(The following story by Robert Kelly appeared on the St. Louis Post-Dispatch website on August 4, 2009.)
GILLESPIE, Ill. — The school district here is suing the architect of the elementary school in nearby Benld that was wrecked by coal mine subsidence this spring. The district is trying to recover the costs of building a new school and other damages allegedly sustained in the incident.
In addition, the lawsuit filed on Monday seeks millions of dollars in damages from the Union Pacific Railroad, identified in the suit as the successor to the old Chicago and North Western Railroad that owned the Superior Coal Co. which had mined the coal under the Benld school.
The subsidence that ruined the school was caused by the collapse of pillars supporting the old mine beneath.
The suit was filed in Macoupin County Circuit Court at Carlinville. It alleges that the architect, Wight and Co., and the railroad failed to take proper measures to ensure that the 7-year-old school would not be damaged by mine subsidence.

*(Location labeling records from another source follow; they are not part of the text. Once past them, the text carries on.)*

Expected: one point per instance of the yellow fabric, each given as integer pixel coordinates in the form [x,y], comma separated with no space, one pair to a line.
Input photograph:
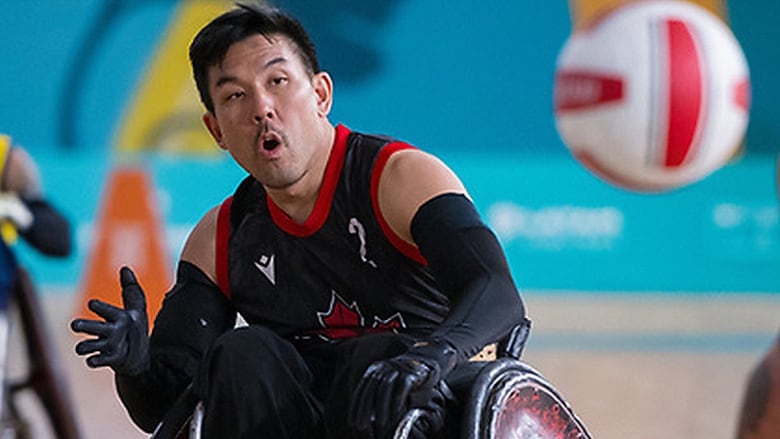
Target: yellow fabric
[7,229]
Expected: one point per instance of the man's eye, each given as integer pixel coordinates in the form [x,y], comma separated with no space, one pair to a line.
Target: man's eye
[235,95]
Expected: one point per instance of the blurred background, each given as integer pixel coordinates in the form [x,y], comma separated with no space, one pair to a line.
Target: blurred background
[619,284]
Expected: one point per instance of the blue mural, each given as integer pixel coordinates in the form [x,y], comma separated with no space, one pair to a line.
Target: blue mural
[470,81]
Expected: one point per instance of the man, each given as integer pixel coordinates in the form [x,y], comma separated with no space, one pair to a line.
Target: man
[24,210]
[362,268]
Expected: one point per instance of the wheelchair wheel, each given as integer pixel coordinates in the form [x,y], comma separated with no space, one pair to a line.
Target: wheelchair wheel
[511,400]
[44,375]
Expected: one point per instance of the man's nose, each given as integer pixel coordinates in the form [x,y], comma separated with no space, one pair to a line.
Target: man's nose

Officials determined that the $9 million school was so extensively damaged in the March subsidence incident that it was unsafe to continue to use. The school’s nearly 700 pupils had to finish the school year at other schools in Gillespie.
The School District is seeking damages it estimates at almost $22 million against the architect and the railroad, and is demanding a jury trial. A hearing date was not set.
A spokesman for Union Pacific, Mark Davis, said railroad officials had yet to study the lawsuit and could not comment on it. A spokesman for Wight and Co., Joshua Robbins, also said officials there had not yet studied the suit and could not comment.
Superintendent Paul Skeans of the Gillespie district referred questions about the suit to the school district’s attorneys, who were unavailable for comment.
The suit says Superior Coal mined the area under the damaged Benld school from 1904 until closing the mine in 1954. The company was owned by the Chicago and North Western Railroad and used the coal as fuel for its trains, the suit says.
Union Pacific bought Chicago and North Western and its assets and liabilities in 1995, according to the lawsuit.
The suit says Superior Coal failed “to provide the surface property owner (the school district) with adequate subjacent support when conducting mining operations.”
The suit also alleges that Wight and Co., as architect of the Benld school, “failed to exercise due care in conducting investigations related to the possible mine subsidence that could or might occur at the location of the proposed new elementary school building.”
The school was built in 2001 and opened in 2002. It was abandoned immediately after the subsidence incident.
School district officials have estimated that it would cost almost $22 million to build an equivalent school today. Insurance will cover just $350,000 of that, district officials have said.
Schools in the Gillespie district will return to normal schedules early in the coming school year, thanks to a $750,000 federal grant that will help lease 27 temporary classrooms, officials announced recently.
Pupils from the closed Benld school had to finish the last school year on a split schedule because of limited classroom space.